Armstrong started her career in San Diego, California; she served as Legal Assistance Attorney and Defense Counsel for the Navy Region Southwest. After being the Officer in Charge of the Trial Service Office Northeast (TSO NE), Detachment Great Lakes, she deployed to Baghdad, Iraq. Armstrong received her Master of Law degree, specializing in Administrative and Civil Law in 2011. She went on to become a law professor at The Judge Advocate General's Legal School. In June 2016, Armstrong was personally selected by the Judge Advocate General of the Navy to serve as a VLC.
"The Navy is committed to protecting the rights and interests of victims of sexual assault and ensuring the administration of a fair, transparent and efficient military justice system that guarantees due process for the accused and promotes good order and discipline," said Vice Adm. James Crawford III, Judge Advocate General of the Navy.
The Navy implemented the VLC Program to offer a military attorney to represent and assist victims of sexual offenses. VLC assist victims with legal decisions; represent them in military courts; advocate on their behalf to investigators, commanders, and prosecutors; and provide other legal advice and assistance connected to the sexual offense. VLC operate independently and are not within the chain of command of the offender, the victim or prosecutors. Since the Program's inception, Navy VLC have assisted more than 2,780 victims around the world (as of April 2017).
"As VLC, we are members of a very important support team that helps sexual assault victims become sexual assault survivors. My clients have told me that the support they receive has helped them go from powerless and lost to strong and resilient," said Armstrong.

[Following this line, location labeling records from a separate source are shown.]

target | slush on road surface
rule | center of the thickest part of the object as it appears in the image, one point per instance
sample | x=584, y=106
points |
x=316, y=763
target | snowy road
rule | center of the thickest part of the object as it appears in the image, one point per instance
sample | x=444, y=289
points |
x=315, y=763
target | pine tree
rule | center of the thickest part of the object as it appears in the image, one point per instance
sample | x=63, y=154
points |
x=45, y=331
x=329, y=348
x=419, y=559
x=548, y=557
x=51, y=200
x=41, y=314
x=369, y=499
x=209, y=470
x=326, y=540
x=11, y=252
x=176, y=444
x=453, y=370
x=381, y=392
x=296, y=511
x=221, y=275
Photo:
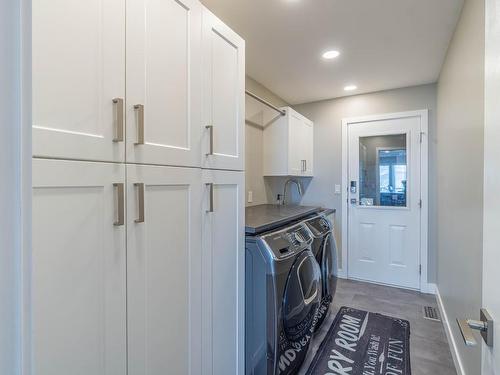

The VLC Program helps victims understand the investigative and military justice processes, which can sometimes become overwhelming to a victim.
"I love what I get to do, helping people during some of the hardest times in their life, but I hate why I have to do it. This has been some of the most challenging and most rewarding work that I have done as a Navy JAG," said Armstrong.
Armstrong is making an impact on the world as a Navy lawyer.